In order to be able to send a team for major events such as Paralympics, the CABI needs to be a member of the recognition from the Paralympic Committee of India whose funding comes from the Sports Authority of India. However, with the Board of Control for Cricket in India (BCCI) not being a government body, the CABI have been running in circles for over a decade. 

“CABI has written countless letters to every Sports Minister since 2010, but there was no response. Because BCCI is not controlled by the government, we were told to go to the BCCI, who are yet to amend their constitution in order to recognize us,” David said.

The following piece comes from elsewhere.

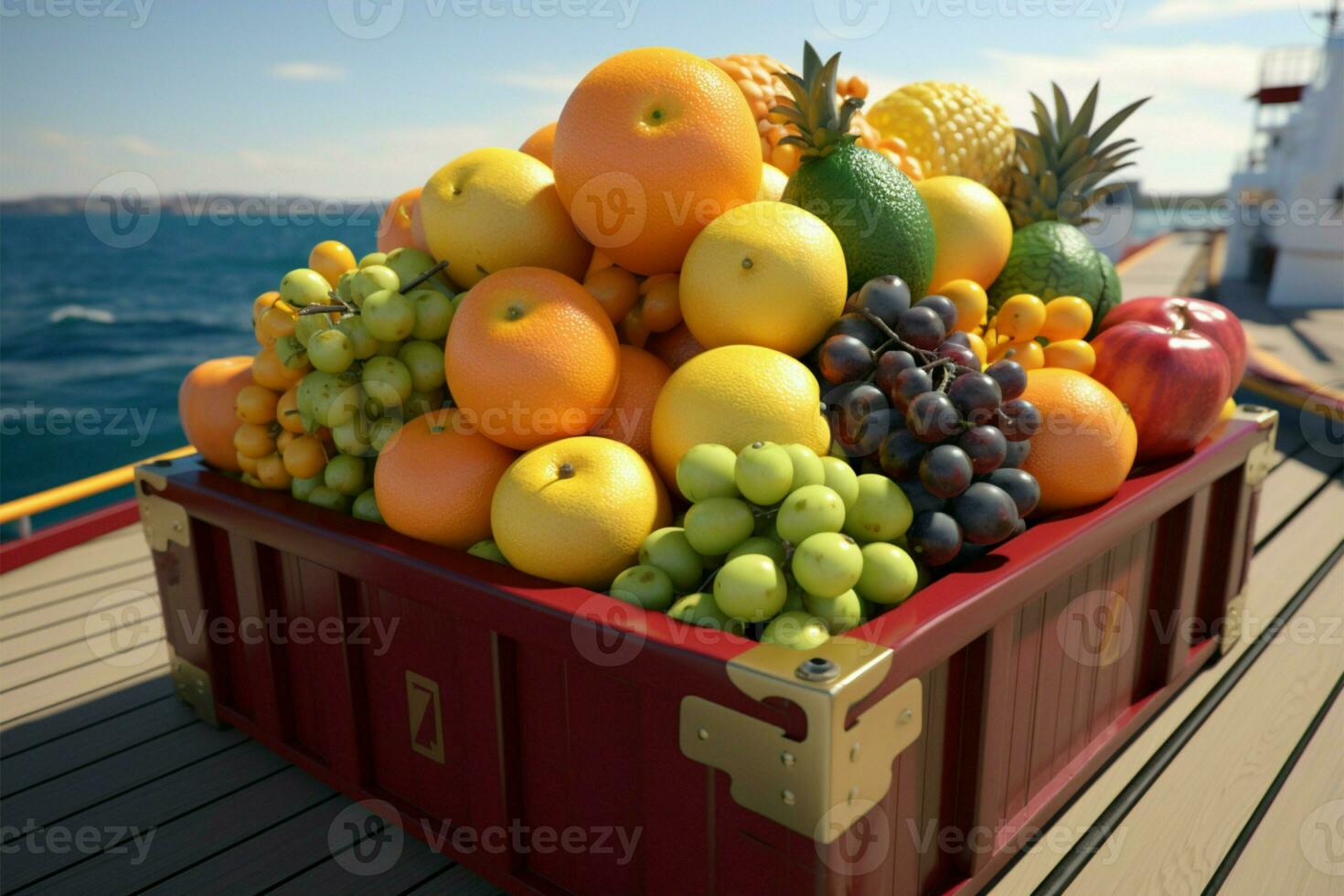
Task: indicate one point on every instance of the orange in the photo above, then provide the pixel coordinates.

Office bears of the Differently Abled Cricket Council of India before the IPL 2021 opener. Image Credits: CABI

 


The CABI feels ground work has been laid. Following the meetings with BCCI president Sourav Ganguly and secretary Jay Shah in November last year, blind cricket alongside deaf cricket, wheelchair cricket and differently-abled cricket have come together to form DCCI – Differently Abled Cricket Council of India.

“We wanted blind cricket to be a separate thing but for legal reasons, they asked us to come together with other forms of cricket to form a council. We sent for the DCCI to be registered in late March and got the confirmation in April,” David said.

Members of the newly-formed body were invited by the BCCI for the Indian Premier League 2021 opener between Mumbai Indians and Royal Challengers Bengaluru in Chennai, where the BCCI had assured to follow-up on the next steps.

The CABI is optimistic that the move can bring in more money into blind cricket through sponsors.

“We are not asking for funds from the BCCI, because for the past ten years we have been turned away by potential sponsors because we didn’t have recognition from BCCI. Once the BCCI can make it official, it will be a big help for us,” David said.

Since 2019, the Indian blind cricket team has been sponsored by IndusInd Bank for 20 International matches. After the tri-series against Bangladesh and Pakistan in April this year, David hopes that the year’s scheduling can bring some good news for the players and fulfil the commitments made to the sponsors.

“We have CABI’s AGM (Annual General Meeting) this Saturday (August 28) after which we will announce the schedule for this year. The plans are to bring back the women’s national championship and add more international matches to the schedule,” he said.